Cyber insurers reassess AI exposure as Mythos shifts focus to policy coverage

Early market response centres on wordings and exclusions rather than pricing

Cyber insurers reassess AI exposure as Mythos shifts focus to policy coverage

Cyber

By Bryony Garlick

The cyber insurance market is already reassessing how much exposure it is willing to carry to artificial intelligence, even as the risk remains difficult to quantify.

That shift is coming into focus following concerns around Anthropic’s “Mythos” model and its ability to identify software vulnerabilities at speed. The initial fear has centred on aggregation, as faster vulnerability discovery could increase both the frequency and severity of cyber claims across multiple insureds.

However, the more immediate impact may sit elsewhere, in how policies are written and what they are prepared to respond to.

George Grimshaw, divisional head of technology and cyber insurance at Clear Group, pointed to the potential impact if the technology were misused.

“If it falls into the hands of those that have more nefarious intentions, such as cyber threat actors, then the frequency and severity of the claims can just shoot up massively,” he said.

He added that the model’s ability to identify vulnerabilities “in absolutely no time” could influence how insurers approach underwriting, particularly in a market where competition has driven softer conditions.

“We're moving into a space now where I think that underwriting really needs to have a deeper insight into what a client's risk profile is,” he said.

Exclusions already under discussion

The clearest near-term response is emerging at the level of policy design. Grimshaw said the market is reassessing how AI is treated within cyber wordings and whether existing structures can absorb the exposure.

“As AI evolves and grows, we're going to start seeing some tweaks to policy wordings, to endorsements, to exclusions, and we're going to perhaps see AI enabled attacks being excluded,” he said.

“There’s definitely conversations going on back of house as to whether they want to automatically include it anymore or not.”
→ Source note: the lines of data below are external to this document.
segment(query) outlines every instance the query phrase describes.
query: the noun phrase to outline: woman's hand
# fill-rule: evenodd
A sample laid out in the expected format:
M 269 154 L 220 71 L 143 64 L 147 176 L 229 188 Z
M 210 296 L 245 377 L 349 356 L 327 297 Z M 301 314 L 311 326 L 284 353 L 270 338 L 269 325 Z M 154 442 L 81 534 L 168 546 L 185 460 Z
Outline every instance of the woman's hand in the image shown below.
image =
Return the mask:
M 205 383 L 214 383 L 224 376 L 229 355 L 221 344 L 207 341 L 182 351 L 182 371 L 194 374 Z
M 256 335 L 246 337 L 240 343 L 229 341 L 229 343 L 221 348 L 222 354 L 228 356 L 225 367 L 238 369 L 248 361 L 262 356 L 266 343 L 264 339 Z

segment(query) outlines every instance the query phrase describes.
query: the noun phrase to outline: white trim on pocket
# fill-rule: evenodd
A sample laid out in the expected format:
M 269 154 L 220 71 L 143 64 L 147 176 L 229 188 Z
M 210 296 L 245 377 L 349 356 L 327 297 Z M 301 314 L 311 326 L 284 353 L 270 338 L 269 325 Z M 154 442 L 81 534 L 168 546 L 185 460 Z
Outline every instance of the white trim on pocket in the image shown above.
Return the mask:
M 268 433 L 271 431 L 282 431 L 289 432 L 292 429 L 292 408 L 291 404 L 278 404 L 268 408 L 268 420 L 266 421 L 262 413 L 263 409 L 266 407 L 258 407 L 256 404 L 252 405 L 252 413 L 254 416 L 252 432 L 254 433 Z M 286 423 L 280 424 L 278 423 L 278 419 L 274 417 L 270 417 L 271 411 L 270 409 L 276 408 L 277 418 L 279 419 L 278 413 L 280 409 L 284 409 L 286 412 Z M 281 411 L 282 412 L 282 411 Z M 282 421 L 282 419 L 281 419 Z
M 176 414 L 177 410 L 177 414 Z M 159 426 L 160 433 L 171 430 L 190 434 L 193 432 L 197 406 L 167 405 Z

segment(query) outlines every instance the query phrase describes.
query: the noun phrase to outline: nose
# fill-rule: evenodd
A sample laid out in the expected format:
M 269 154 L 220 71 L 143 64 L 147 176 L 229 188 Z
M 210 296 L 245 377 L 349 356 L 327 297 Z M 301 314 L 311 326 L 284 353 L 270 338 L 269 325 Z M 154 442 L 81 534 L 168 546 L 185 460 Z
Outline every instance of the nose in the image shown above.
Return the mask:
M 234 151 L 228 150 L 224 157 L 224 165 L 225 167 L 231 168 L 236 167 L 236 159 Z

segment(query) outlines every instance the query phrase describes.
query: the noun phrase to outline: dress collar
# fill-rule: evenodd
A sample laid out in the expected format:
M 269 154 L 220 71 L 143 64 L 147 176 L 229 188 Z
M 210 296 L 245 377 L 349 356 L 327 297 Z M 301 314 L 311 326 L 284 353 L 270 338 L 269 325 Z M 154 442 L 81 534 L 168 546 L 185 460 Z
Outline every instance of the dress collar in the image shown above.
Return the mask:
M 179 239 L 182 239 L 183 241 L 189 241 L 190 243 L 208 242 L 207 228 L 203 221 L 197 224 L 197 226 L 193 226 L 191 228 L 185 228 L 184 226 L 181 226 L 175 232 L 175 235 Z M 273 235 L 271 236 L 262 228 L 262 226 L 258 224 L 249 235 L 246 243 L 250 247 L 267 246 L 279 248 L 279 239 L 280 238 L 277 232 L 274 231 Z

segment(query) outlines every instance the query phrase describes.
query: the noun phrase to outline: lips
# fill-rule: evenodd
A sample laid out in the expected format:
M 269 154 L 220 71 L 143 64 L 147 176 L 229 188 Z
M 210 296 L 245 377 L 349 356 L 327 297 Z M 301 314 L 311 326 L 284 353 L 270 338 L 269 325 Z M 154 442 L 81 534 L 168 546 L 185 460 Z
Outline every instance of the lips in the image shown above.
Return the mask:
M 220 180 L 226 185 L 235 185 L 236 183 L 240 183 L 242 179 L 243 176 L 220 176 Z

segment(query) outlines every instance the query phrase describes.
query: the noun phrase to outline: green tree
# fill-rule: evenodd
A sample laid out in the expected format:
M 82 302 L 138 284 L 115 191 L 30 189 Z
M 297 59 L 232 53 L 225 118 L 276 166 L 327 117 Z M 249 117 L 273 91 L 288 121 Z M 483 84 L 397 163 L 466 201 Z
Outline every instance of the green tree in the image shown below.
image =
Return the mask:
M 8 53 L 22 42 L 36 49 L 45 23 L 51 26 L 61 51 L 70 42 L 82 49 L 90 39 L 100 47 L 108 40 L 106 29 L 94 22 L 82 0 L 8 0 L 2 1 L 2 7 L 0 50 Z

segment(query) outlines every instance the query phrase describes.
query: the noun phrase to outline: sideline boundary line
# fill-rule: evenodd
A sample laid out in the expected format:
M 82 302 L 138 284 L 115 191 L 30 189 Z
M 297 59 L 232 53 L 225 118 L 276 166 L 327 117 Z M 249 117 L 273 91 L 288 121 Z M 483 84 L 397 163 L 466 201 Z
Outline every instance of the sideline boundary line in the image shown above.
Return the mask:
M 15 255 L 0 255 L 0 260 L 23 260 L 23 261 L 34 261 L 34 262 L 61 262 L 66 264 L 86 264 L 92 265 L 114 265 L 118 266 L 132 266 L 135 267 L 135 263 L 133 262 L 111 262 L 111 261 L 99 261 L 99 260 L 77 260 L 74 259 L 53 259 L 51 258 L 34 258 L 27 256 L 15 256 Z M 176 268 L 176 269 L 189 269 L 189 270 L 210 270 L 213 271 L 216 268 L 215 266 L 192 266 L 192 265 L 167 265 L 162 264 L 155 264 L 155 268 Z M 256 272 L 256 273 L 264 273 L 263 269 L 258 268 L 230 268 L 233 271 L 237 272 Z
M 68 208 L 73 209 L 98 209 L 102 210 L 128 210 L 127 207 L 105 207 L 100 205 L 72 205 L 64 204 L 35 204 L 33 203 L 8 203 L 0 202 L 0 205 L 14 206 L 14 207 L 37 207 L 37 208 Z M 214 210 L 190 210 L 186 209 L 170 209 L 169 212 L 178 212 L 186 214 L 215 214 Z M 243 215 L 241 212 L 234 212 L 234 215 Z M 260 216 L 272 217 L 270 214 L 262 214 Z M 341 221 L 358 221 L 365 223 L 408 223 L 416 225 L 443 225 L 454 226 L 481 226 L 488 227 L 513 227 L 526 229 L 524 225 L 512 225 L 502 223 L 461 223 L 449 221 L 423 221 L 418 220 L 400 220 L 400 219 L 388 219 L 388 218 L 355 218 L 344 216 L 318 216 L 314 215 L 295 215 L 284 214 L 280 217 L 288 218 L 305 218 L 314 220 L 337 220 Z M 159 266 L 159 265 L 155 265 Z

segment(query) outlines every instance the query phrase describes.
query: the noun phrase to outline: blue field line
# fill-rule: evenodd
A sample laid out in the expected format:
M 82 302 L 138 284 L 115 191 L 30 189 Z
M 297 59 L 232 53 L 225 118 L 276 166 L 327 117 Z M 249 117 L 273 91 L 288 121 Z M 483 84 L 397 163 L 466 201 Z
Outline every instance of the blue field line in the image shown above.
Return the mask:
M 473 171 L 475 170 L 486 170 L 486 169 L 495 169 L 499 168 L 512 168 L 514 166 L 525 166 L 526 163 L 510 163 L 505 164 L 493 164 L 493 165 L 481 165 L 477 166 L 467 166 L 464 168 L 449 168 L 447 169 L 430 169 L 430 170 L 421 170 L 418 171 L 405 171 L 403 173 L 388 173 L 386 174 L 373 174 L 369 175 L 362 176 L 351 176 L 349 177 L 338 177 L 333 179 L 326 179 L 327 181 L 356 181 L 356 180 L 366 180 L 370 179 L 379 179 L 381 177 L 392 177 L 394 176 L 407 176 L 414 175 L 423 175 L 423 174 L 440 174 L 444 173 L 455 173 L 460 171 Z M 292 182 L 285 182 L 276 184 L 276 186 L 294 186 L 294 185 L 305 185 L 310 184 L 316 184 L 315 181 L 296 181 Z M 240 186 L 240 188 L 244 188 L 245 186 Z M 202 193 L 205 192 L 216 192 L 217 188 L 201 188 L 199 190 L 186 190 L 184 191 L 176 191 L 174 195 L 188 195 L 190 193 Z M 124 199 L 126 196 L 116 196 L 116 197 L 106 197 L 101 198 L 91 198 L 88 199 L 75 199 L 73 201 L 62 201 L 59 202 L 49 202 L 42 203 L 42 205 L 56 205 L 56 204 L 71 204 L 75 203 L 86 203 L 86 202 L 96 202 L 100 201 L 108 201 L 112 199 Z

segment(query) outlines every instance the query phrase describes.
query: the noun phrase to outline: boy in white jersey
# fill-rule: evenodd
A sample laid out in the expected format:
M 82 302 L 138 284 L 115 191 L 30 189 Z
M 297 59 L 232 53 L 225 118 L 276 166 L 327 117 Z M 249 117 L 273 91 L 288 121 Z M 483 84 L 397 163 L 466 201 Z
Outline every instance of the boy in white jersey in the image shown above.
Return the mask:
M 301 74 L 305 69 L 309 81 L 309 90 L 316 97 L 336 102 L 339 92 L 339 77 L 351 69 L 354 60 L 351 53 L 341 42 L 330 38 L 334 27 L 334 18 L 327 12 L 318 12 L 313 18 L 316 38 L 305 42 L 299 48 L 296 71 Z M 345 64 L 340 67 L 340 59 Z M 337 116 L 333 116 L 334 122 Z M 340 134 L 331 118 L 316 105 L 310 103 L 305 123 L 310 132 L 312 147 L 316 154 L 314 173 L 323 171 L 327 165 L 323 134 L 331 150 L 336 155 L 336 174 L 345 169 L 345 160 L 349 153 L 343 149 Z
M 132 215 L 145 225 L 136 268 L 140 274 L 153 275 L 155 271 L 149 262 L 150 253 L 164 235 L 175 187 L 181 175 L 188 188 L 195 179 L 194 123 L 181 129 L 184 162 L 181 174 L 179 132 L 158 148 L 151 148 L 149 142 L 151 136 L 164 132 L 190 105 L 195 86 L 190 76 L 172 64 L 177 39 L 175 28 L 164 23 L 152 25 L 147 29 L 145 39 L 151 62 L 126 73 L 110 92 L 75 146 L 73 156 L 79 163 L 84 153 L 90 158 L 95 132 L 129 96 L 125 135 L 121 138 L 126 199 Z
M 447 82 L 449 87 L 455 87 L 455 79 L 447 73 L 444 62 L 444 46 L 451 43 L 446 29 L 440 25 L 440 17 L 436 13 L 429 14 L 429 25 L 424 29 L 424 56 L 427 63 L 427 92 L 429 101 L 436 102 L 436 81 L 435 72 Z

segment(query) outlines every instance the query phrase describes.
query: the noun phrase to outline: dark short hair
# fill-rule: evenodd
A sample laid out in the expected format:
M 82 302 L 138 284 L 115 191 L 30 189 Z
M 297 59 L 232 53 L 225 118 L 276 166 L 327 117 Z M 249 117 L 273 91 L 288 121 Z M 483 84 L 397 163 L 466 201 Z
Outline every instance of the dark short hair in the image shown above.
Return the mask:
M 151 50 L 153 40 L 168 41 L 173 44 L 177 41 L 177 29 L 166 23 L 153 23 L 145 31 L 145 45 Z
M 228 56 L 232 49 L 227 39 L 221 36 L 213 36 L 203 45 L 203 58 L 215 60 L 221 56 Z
That direction of travel is already visible beyond cyber. Parts of the market are beginning to clarify, and in some cases restrict, their exposure to AI-related risks. This includes introducing, or seeking approval for, exclusions in liability policies where loss triggers remain unclear.

The pattern is familiar. Where risk is difficult to model, insurers often move first to define, or limit, what is covered. Grimshaw said that process could extend further if AI-driven losses begin to take on more systemic characteristics.

“We could see not only just an exclusion, but we could also see Lloyds getting involved and looking at doing what they've done with war exclusions on cyber policies and deeming it a systemic risk and asking for it to be excluded across the market,” he said.

Any such move would raise broader questions about how businesses access protection for AI-related risk, including whether alternative structures, similar to terrorism or flood schemes, may be required.

More attacks, not more advanced

Not all market participants see AI as a step change in attack sophistication. Tom Dryden, head of cyber, Europe at McGill and Partners, cautioned against overstating its immediate impact.

“I think we as a broader cyber and technology market can get caught up by a lot of this, the noise and hype around AI,” he said. “I think yes, it will change the frontier, but maybe not as extremely as people think.”

Instead, Dryden said the more immediate effect is likely to be an increase in the number of credible attackers.

“Probably what it's going to really impact is those very ordinary hackers or people who couldn't even hack before and actually turn them into credible hackers,” he said.

That shift has implications for insurers. A broader distribution of attacks, particularly among less mature organisations, increases the likelihood of claims falling into areas where coverage may be less clear.

Cycle remains stable for now

For now, there is little evidence that AI alone will shift the market cycle. Asked whether AI could accelerate systemic losses, Sam Cheshire, head of cyber (UK retail) at Gallagher, struck a more measured tone.

“I don't think it's quite as doom and gloom as the question implies,” he said. “Both sides of the coin are using AI.”

He added that while developments such as Mythos raise questions, they are unlikely to drive an immediate hardening. Grimshaw echoed that view, saying current conditions are likely to persist unless losses begin to materialise at scale.

The direction of travel is clearer at a structural level. If AI-driven losses become harder to define and contain, the question may not be pricing, but coverage. The next phase of the cyber cycle may be defined not only by how much insurers pay, but by how policy wordings respond to those losses.